Hacking a toaster may seem rather pointless at first glance, however, it has far more implications than many would like to think. For instance, malicious actors are increasingly creating spectacularly large botnets with hacked IoT devices. These can be used to disrupt business or even bring down critical infrastructure, such as a power grid. Likewise hacking an A/C unit can give malicious attackers a vector to get at more critical data, such as payment card information or personal health information. In Information Security, we use the term “attack surface” to describe how many devices may be susceptible to hackers. A decade ago a small attack surface might be a company with 100 devices, a big one a company with a few tens of thousands. In a world in which a basic car has 30+ computers, attack surfaces just got a lot bigger.

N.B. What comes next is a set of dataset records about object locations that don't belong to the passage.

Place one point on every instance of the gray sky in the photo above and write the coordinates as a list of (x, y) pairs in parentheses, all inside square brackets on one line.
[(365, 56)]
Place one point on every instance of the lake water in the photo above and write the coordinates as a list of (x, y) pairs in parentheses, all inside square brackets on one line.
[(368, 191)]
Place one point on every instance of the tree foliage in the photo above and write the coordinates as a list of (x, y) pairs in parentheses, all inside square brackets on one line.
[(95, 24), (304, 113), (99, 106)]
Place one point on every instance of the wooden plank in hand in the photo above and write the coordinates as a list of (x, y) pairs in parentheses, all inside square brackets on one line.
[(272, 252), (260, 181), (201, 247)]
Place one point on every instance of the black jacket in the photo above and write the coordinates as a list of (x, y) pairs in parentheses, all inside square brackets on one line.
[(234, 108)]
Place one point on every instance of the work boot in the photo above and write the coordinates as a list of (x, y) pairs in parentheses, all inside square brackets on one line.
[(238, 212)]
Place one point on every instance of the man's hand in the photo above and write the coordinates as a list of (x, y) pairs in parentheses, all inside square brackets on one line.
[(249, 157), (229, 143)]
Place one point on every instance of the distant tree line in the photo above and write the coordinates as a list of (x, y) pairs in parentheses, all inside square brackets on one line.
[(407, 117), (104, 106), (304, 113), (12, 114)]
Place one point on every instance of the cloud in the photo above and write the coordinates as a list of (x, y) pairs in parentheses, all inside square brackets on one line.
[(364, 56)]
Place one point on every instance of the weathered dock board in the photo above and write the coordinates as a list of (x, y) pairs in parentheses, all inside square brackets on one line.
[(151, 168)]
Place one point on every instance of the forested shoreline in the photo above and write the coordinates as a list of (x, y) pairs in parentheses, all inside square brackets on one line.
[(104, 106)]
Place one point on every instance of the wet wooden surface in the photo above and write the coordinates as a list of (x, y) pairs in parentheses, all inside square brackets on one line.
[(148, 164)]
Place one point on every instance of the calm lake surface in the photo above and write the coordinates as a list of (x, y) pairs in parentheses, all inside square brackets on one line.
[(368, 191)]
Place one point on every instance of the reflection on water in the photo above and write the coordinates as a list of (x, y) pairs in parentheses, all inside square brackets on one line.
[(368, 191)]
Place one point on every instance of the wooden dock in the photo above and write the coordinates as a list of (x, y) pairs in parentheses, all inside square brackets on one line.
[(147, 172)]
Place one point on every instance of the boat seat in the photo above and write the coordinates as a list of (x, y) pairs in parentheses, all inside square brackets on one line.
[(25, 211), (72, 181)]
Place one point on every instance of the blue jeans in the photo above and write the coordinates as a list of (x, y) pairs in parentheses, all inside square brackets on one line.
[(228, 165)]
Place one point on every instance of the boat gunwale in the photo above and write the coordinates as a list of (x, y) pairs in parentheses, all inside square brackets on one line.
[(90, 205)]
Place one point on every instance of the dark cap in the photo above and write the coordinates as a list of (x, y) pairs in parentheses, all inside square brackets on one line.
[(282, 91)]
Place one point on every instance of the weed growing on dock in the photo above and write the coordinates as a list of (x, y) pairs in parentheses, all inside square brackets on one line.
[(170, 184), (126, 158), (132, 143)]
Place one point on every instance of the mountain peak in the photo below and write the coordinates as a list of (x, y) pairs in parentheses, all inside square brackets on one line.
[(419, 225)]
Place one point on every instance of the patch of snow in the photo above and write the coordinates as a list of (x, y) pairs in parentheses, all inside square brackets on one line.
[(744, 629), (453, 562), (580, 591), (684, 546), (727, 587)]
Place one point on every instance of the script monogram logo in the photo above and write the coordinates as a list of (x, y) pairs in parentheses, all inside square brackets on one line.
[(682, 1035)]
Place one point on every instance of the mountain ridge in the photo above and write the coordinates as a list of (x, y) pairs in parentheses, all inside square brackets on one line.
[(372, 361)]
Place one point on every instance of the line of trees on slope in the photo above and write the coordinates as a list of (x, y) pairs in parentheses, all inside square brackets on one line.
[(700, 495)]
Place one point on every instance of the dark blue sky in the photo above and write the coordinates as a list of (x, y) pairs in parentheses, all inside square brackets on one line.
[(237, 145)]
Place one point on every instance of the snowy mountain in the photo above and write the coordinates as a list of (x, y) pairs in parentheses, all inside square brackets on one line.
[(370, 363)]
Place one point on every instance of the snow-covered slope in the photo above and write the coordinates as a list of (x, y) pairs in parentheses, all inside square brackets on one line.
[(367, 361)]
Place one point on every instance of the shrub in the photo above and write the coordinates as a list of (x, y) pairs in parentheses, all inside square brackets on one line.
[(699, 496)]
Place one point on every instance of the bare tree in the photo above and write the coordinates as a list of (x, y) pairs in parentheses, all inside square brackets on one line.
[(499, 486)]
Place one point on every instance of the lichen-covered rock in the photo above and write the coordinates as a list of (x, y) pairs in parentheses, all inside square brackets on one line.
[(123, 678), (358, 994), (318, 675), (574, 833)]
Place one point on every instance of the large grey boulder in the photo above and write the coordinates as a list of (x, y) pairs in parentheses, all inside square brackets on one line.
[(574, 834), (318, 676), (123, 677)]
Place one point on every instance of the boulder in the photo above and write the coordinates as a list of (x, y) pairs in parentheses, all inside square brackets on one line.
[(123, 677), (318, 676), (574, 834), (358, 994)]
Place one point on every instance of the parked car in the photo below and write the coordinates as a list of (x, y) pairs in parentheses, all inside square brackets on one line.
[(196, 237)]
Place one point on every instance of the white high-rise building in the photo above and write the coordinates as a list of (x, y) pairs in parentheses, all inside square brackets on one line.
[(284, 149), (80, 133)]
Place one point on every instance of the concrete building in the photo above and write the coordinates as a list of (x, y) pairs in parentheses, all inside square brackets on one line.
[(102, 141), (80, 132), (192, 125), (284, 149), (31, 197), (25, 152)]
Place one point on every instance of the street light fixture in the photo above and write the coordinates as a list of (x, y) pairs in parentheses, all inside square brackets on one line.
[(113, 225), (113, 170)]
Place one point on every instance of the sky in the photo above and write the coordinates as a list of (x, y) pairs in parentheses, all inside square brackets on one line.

Hacking toasters and A/C systems is one thing, but bad actors could also target planes and cars. When cars are entirely autonomous that will also mean that malicious actors could take full and complete control of them. This has serious implications. Hackers could cause cars to go haywire while they are on the road, thieves could steal cars without ever actually being near them, even a hostile nation state could exploit an unknown vulnerability and create havoc with tens of thousands of autonomous vehicles. The endless applicability of technology also creates endless opportunities to abuse it. Companies, Manufacturers, Small Businesses, and consumers must get serious about cyber-security. The proliferation and widespread adoption of technology has created a situation in which negligence in cyber-security isn’t just a question of financial loss anymore; it could be a matter of life and death.
The situation is not hopeless. When organizations and consumers take Information Security seriously the risk of serious negative outcomes can be substantially reduced. However, it is going to take a herculean effort to change the public and business perspective of protecting the confidentiality, integrity, and availability of digital systems. To achieve a secure world, cybersecurity must be viewed as a fundamental necessity, a rock on which to build a church, rather than as an extraneous cost to push onto an already overworked IT staff. The problem we face as we enter the third decade of the 21st century is not just protecting critical data and systems; it is more fundamental than that. We need to change the very way people look at security.